We sample 60% of the training set with replacement,
fit a model to the sample,
then predict on a fixed test set.
This is done num_boots many times and the results
can be visualized using the model.plot_theta_boot()
and model.plot_solution_boot() methods.
The credible regions for $\theta$ are found from
the bootstrap sampling distributions.
Gaussian noise can be thrown down on top of either the
training or test set by specifying their standard deviations
train_sigma and test_sigma, respectively.
num_boots = 100
model.bootstrap(num_boots, train_sigma=0, test_sigma=1.0)
model.plot_theta_boot()
model.plot_solution_boot()
model2 = Encoder(design)
model2.bootstrap(num_boots, train_sigma=1.0, test_sigma=0)

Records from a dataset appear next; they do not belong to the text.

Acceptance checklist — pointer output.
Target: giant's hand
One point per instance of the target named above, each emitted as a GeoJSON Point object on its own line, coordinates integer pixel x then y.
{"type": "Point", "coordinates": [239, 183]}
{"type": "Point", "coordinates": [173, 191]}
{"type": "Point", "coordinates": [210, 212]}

# bootstrap predictions on Phi + normal(0, sigma)
model2.plot_theta_boot()
# bootstrap predictions on Phi + normal(0, sigma)
model2.plot_solution_boot()
model3 = Encoder(design)
model3.bootstrap(num_boots, train_sigma=1.0, test_sigma=1.0)
model3.plot_theta_boot()
model3.plot_solution_boot()
model2.plot_solution_boot()
model.plot_solution_boot()
model3.plot_solution_boot()